Clean Energy & Smart Grid Infrastructure: Industry Report & Investment Case
- By Ron Pernick, Clean Edge; Efram Slen, Nasdaq
A Convergence of Renewables, Energy Storage, Electric Vehicles, and Digitization is Reshaping the Energy Landscape
The past two decades have seen a significant change in how the U.S. and the world powers its homes, businesses, factories, and vehicles. At the forefront of this dramatic shift has been the growth of renewable energy (primarily solar and wind), the recent rise of energy storage and EVs, and the advent of smart and connected electric grids.
Technology, capital, and policy-related developments driving this significant change include:
Declining Costs: Utility-scale wind and solar power are now the most cost-effective forms of new electricity generation, beating out new nuclear, coal, and even natural gas plants. Technological innovation has enabled entirely new economies of scale for renewable sources that were unthinkable by most market players just a decade earlier.

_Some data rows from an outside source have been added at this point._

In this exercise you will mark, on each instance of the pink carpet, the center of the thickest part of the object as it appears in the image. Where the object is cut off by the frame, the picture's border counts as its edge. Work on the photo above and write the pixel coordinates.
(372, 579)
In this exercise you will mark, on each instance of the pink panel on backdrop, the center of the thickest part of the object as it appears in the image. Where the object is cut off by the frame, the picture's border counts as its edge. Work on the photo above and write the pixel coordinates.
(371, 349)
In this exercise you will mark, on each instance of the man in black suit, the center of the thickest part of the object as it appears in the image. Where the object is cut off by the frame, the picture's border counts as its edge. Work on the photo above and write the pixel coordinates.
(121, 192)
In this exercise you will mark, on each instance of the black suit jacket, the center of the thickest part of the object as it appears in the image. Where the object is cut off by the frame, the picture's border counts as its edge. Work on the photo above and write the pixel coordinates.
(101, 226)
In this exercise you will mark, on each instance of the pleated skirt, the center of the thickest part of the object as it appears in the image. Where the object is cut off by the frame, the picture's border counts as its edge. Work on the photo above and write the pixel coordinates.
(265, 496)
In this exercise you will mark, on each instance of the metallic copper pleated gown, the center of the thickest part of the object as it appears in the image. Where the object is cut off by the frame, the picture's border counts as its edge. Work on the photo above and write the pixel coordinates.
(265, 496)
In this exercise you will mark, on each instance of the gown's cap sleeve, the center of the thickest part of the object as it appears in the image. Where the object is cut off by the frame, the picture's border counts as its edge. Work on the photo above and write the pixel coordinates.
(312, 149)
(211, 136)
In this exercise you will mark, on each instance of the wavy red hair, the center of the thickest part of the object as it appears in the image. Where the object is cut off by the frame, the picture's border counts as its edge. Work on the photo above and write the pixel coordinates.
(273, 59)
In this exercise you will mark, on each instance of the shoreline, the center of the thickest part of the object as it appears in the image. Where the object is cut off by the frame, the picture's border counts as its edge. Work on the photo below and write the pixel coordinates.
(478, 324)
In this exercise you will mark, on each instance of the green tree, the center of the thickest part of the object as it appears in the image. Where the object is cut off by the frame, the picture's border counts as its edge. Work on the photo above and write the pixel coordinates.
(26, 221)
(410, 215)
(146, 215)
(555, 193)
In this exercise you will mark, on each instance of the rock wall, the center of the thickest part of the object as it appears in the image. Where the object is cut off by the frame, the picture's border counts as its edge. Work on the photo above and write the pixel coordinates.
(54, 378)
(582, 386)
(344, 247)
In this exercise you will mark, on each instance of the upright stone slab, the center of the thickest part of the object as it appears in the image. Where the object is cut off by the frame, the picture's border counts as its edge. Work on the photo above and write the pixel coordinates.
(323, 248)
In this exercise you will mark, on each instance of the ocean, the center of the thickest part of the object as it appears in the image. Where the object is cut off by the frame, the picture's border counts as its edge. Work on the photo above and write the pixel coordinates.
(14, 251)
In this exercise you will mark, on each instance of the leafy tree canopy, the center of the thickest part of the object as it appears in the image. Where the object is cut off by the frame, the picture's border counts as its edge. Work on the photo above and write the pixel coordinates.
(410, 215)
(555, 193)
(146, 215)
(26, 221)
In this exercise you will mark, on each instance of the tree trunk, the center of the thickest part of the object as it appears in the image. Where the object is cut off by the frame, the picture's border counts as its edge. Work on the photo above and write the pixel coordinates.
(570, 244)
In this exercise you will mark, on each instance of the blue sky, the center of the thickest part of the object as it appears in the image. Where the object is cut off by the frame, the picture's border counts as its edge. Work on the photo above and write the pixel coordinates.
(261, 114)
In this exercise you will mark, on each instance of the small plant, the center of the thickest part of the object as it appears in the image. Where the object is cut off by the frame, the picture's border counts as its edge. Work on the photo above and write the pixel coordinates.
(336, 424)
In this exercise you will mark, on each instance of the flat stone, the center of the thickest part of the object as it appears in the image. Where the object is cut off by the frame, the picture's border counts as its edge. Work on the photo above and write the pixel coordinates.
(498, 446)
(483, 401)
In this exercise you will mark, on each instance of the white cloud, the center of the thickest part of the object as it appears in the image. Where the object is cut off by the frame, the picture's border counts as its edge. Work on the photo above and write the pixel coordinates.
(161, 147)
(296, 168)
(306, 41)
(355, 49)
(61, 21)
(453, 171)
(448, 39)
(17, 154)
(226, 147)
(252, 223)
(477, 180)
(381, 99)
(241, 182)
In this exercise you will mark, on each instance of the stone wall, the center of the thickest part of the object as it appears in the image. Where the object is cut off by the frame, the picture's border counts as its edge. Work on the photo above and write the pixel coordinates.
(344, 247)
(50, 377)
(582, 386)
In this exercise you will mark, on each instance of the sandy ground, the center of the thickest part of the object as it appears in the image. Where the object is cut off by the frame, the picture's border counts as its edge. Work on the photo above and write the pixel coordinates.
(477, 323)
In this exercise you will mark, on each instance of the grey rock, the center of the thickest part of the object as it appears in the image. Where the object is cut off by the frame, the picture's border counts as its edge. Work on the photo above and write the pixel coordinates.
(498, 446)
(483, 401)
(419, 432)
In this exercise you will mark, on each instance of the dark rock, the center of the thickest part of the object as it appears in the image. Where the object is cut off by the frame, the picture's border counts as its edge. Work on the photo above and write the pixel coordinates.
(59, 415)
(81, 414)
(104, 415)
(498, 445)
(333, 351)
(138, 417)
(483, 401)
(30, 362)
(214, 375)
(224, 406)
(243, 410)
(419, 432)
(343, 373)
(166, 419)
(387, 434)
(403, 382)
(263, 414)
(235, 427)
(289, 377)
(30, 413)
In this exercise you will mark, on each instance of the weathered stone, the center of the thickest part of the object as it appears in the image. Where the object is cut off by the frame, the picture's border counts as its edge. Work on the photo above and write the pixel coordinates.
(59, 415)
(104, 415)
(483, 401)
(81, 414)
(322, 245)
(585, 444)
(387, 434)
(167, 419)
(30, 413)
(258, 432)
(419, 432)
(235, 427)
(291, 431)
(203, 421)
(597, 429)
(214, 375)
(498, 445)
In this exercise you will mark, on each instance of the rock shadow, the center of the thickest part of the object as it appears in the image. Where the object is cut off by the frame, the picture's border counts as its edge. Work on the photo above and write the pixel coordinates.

Investment Shift from Fossil Fuels to Clean Energy and Smart Grid: Global investments in renewable energy capacity expanded from $32 billion in 2004 to $282.2 billion in 2019, according to Bloomberg New Energy Finance.1 By comparison, just $100 billion was invested in new coal and natural gas globally last year.2
Electrification of Everything: With energy storage and electric vehicles continuing to experience cost declines similar to renewables, the concept of the “electrification of everything” is emerging. The cost of EV batteries – the largest component of overall vehicle cost – is expected to decline by 8.3% annually through 2030, according to Guidehouse Insights.3 And it’s not just transportation that’s ripe for disruption. Fossil fuels have historically provided 90% of the energy for residential space heating and 80% for water heating in the U.S., according to the Energy Information Administration (EIA).4 The move to electric heat (powered by renewable sources) alone represents perhaps the single largest potential for expanding residential electrification. Also underlying these trends is the digitization of energy, from smart meters to connected IoT devices, and the smart grid backbone that supports it.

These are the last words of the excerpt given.